During the “steroids era” some players turned to pharmaceuticals to extend their careers. But the league’s drug testing policy has taken that out of the equation.
The chilly free agent market has helped persuade players that a bird in the hand is worth two in the bush. Some 27 players gave up free agent years by signing extensions totalling 132 years with their existing clubs this year.
It reached an extreme with the case of Ozzie Albies, the Atlanta Braves’ second baseman who inked a seven-year deal with an average value of $5m a year.
While it’s true that $5m is more than most people will earn in a lifetime, it vastly undervalues Albies when set against his ability. Criticism of the deal was swift and brutal. Sports Illustrated declared that the player “got scammed”. The 22-year-old was good for 3.8 wins above replacement last year and won’t now reach free agency until he’s 30, so it’s hard not to agree. Some estimates suggest he’ll be $200m short of what he’s worth.
With the contract, Albies gained a measure of certainty. If he gets hurt, or his production declines earlier than expected, he’ll still get paid. But this is a player on an upward trajectory. He’ll be getting a fraction of his true value even if his numbers flatline.
Part of the problem that players face is a structure that keeps the younger ones under team control for longer than any other American sports league.
Many of the players in last month’s NFL draft will be starting for their teams in the autumn.
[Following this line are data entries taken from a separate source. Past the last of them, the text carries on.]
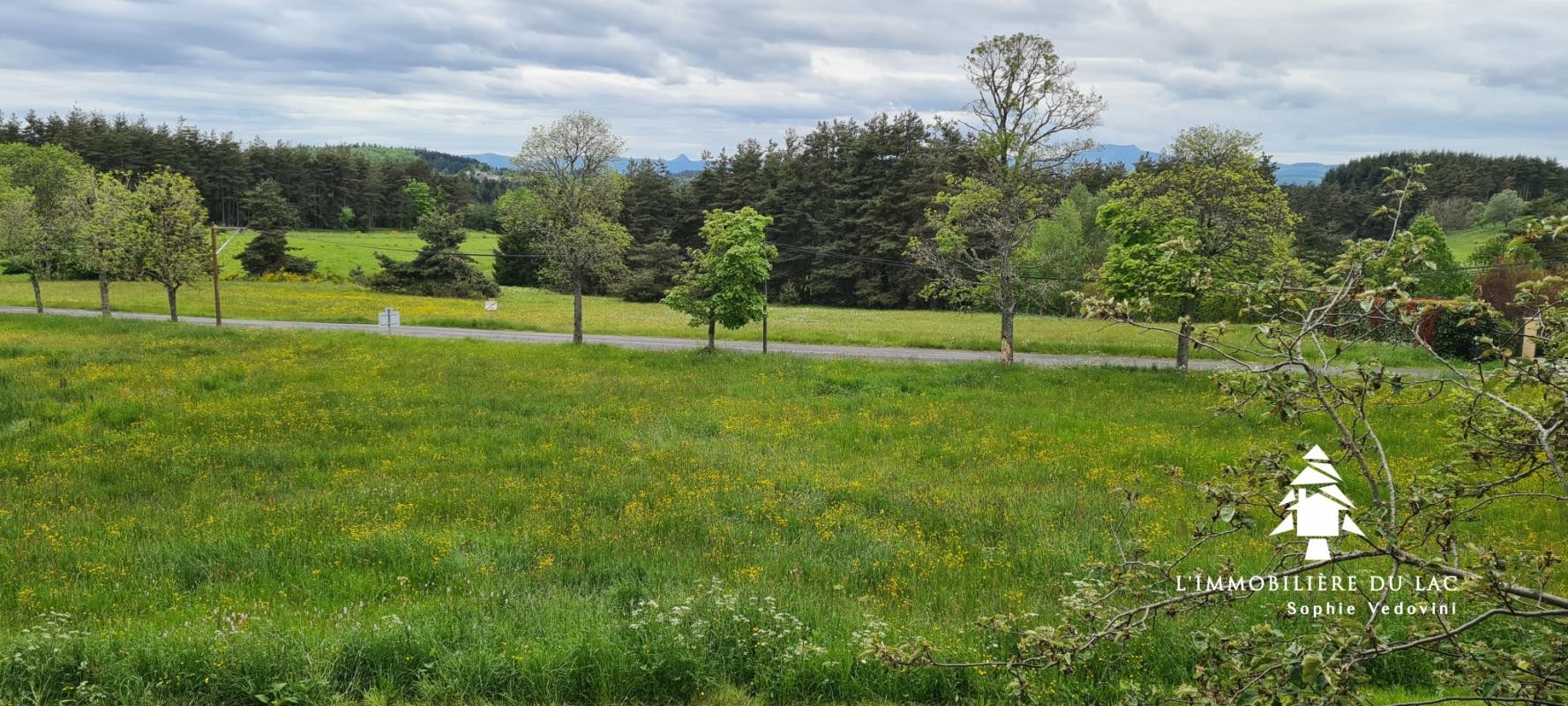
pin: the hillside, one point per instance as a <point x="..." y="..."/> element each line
<point x="323" y="518"/>
<point x="678" y="165"/>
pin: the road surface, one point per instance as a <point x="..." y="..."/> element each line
<point x="651" y="342"/>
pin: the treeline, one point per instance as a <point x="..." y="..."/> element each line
<point x="328" y="187"/>
<point x="1341" y="206"/>
<point x="845" y="199"/>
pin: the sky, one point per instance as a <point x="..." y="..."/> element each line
<point x="1322" y="80"/>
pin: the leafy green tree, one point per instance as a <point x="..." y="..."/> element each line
<point x="724" y="282"/>
<point x="115" y="234"/>
<point x="270" y="215"/>
<point x="1069" y="245"/>
<point x="1206" y="214"/>
<point x="1504" y="206"/>
<point x="176" y="245"/>
<point x="1497" y="635"/>
<point x="522" y="226"/>
<point x="985" y="223"/>
<point x="60" y="185"/>
<point x="568" y="165"/>
<point x="20" y="234"/>
<point x="441" y="268"/>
Their rookie deals last for just four years, with an optional fifth for first round picks.
Even the most highly touted prospects in the MLB draft usually have to spend at least a year working their way up through clubs’ minor league farm systems. It’s usually much longer than that.
Clubs also game the system by deliberately delaying prospects’ ascension to the major leagues.
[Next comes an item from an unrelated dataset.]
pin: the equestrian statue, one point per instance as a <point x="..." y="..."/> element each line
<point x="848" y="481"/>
If major league players are getting fleeced, it’s nothing compared to what their compatriots crisscrossing the country by bus in the minors face.
Thanks to the Republican Party’s shamefully misnamed “Protecting America’s Pastime Act”, clubs can get away with paying them less than even the miserable federal minimum wage of $7 an hour by classifying them as seasonal workers.
High draft picks usually have a substantial signing bonus to sustain them. But the league managed to get them capped in an earlier collective bargaining agreement. The same thing was subsequently done with international signings.
Even after making the majors, players have to spend three years on the league minimum before being eligible for salary arbitration, and three more before reaching free agency.
No wonder Kyler Murray shunned baseball in favour of the NFL. Even had he not gone quite as high as the top overall pick in the latter’s draft, he stood to earn more money sooner as a quarterback playing football than he would have done playing the summer game, in which he was a first-round pick for the Oakland As.
Player unions in all US sports haven’t kicked up too much fuss about rookies having their pay artificially capped. Signing youngsters to huge contracts only for them never to realise their potential was, in theory, taking money out of the pockets of those who did (and who might have been drafted lower on minimal signing bonuses).
But in baseball, players are now getting squeezed at both ends.
If there is to be a strike, fans will hate it. Many will see it as spoiled millionaire athletes throwing a hissy fit and denying them a pastime that gives them a break from the daily grind of making a pay cheque, paying the mortgage and keeping the wolf from the door.
It’d be easier for the union to sell if, in launching a fight to reform baseball’s economic model, it took up the case of the poor non-union schmos in the minors and the kids being denied the market rate for their services.
If a deal can’t be reached, a dispute will still ultimately boil down to a fight between millionaire athletes and billionaire owners, with the former seeking a better share of league revenues from the latter.
But if the union spent some time focusing on those at the bottom of baseball’s pile, reforms would be easier to pitch.